The other suggestion coming from retros goes something like this: "Just try to avoid having the expert pick up tasks for that system." It's well-meaning, but we get back into schedule pressure. If it takes another engineer longer, the buffer in delivery schedules can disappear. It's also too much hope pinned on good intentions rather than a structured approach to spreading the knowledge.
Documentation
Let's take a moment to talk about documentation. Documentation, as in something written down already, doesn't provide a lot of useful knowledge transfer. Documents provide, in my experience, less concrete benefit than brown bags.
On the other hand, writing documentation can transfer a lot of knowledge. For complex systems, I find a dual benefit to having non-experts write the documentation. First, someone else learns the inner depths of the system.

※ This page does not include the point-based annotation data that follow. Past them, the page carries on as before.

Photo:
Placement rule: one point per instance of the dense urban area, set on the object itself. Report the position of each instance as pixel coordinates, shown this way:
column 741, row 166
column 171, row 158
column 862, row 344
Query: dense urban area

As they say, the best way to learn is to teach.
Second, the documentation will be better. How? Experts know too much. They hold too many assumptions and expectations. Documents written by the system expert often leave out important context. On the other hand, documents written by someone new to the system will include details that they had to learn in order to write. I don't think this is as effective as refactoring or implementing a feature at knowledge transfer, but it does give you better documentation for when you do need to communicate some of this expertise in written form.
Wrapping Up
Look, we all know the best way to learn is through doing. Product delivery timelines are tight, so the best place for sharing knowledge and breaking down silos is engineering-driven work. Technical debt reduction, bug fixes, and internal documentation provide much more timeline flexibility, meaning they can be more effective and consistent.
You have to remember that silos are not broken down over night. In reality, they aren't even broken down, just widened. You don't need your entire team to be equally knowledgeable about every system. You just need enough distribution to mitigate the worst risks.